İşin hakikatine bakarsanız, Netanyahu’nun iki yıl önceki basın bültenine şahitlik eden herkes, bu suikastin istihbaratına sahip idi… Şemhanî’nin yaptığı bu manada, sabahın seherinde orta yere bir kibir heykeli gibi kurulup:
“Güneşin doğacağını biliyordum!”
Demek gibi bir şey… Devlet ciddiyetiyle de asla bağdaşır değil… Ama işte bu bağdaşmazlıklar da, kaçınılmaz oluyor… Zira İranlı yetkililer, aslında çuvaldaki mızrak gibi artık alenileşmeye başlamış bir orta oyununu, hakiki bir cedelin yansımaları olarak yansıtmaktan kaynaklı tenakuzlara düşmekteler… Traji-komik değil de, traji-hinlik belirten bir vaziyet…
Şuna bir bakın, İran Hükümet Sözcüsü Ali Rebiî, Fahrizade suikasti için düzenlediği basın bülteninde ne diyor:
-Terör ve casusluk örgütleri takibimiz altındaydı. Suikastin yeri tahmin edilmişti.

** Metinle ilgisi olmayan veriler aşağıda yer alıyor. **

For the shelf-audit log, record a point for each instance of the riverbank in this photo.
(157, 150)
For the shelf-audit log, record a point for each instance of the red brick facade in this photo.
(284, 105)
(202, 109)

Biraz dikkat ve koruma protokollerine uyarak bu suçu engelleyebilirdik…
Ama işte engelleyemedin… Ya engelleyemeyecek kadar eşeksin, ya da kasten engellemeyecek kadar eşşek oğlu eşeksin…
Tabi bunu engelleyebilmek için, aleni tarafı bile derin İsrail ile derin tarafı bile aleni İran arasında çevrilmekte olan senaryoyu nakz etmek lazımdı ki; bu da, İran’da İran’a rağmen İran varlığı göstermek gibi ucube bir duruma taalluk eder… Kaçınılmaz tenakuzlar… Cilası ise tehdit… Senaryo gereği tehdit…
Hükümet Sözcüsü Ali Rebiî’nin de bu manada, böylesi açıklamalarda bulunduğu toplantıda sakın guguk kuşu lisanıyla tehditte bulunmadığını düşünmeyin:
-Zamanı geldiğinde bu suikaste kesin bir karşılık vereceğiz!
Şimdi; İran cüssesinin ruhu mesabesindeki Hamaney’den, İran ruhunun cüssesi mesabesindeki Devrim Muhafızları’na kadar bütün İran sinir sistemi, guguklu saat sisteminden baş doğrultan guguk kuşları gibi tehdit ötüşleri yapmakta… Fahrizade’nin intikamı mutlaka alınacakmış!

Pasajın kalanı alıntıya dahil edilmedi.